Introduced: January 25, 2021 Introduced by: Cornyn, John Republican · Texas See on congress.gov
 Everywhere this bill has been 2 steps
Introduced
In committee
Reported out
Passed House
Passed Senate
To President
Became law
Jan 25, 2021
Read twice and referred to the Committee on Foreign Relations.
Jan 25, 2021
Introduced in Senate
 Plain-English summary Congressional Research Service

Preventing Future Pandemics Act of 2021

This bill establishes measures to address global public health risks posed by wildlife markets, which are commercial markets that sell or slaughter wildlife for human consumption as food or medicine in communities where alternative nutritional or protein sources are available.
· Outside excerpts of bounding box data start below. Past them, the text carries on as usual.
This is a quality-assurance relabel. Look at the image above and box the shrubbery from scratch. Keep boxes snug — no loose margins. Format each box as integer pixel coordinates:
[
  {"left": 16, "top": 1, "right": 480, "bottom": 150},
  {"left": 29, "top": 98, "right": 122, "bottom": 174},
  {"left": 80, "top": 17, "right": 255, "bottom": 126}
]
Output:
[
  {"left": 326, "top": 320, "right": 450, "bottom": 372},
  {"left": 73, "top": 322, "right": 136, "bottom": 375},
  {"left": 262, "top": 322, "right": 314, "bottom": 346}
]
Specifically, the bill prohibits importing, exporting, purchasing, or selling live wild animals in the United States for human consumption as food or medicine. The Department of the Interior must hire, train, and deploy at least 50 new U.S. Fish and Wildlife Service law enforcement attachés around the world, and the U.S. Agency for International Development must increase specified activities to address the threats and causes of zoonotic (animal-to-human transmission) disease outbreaks. Additionally, the United States must work with other United Nations member states to urge a global ban on commercial wildlife markets and enforcement of laws to end wildlife trafficking.

Further, the President may impose sanctions against a foreign country or foreign nationals that the Department of State has determined are taking certain actions that enable or facilitate commercial wildlife markets.

Among other reports required by the bill, the National Academies of Sciences, Engineering, and Medicine must conduct a study and submit a report that includes an evaluation of (1) the impact that consumption of terrestrial wildlife as food or medicine has on the transmission of novel viral and other pathogens, (2) the role of consuming terrestrial wildlife as food or medicine in the transmission of microbes from animals to humans, and (3) the conditions at live wildlife markets that lead to this transmission.

What's happening now January 25, 2021

Read twice and referred to the Committee on Foreign Relations.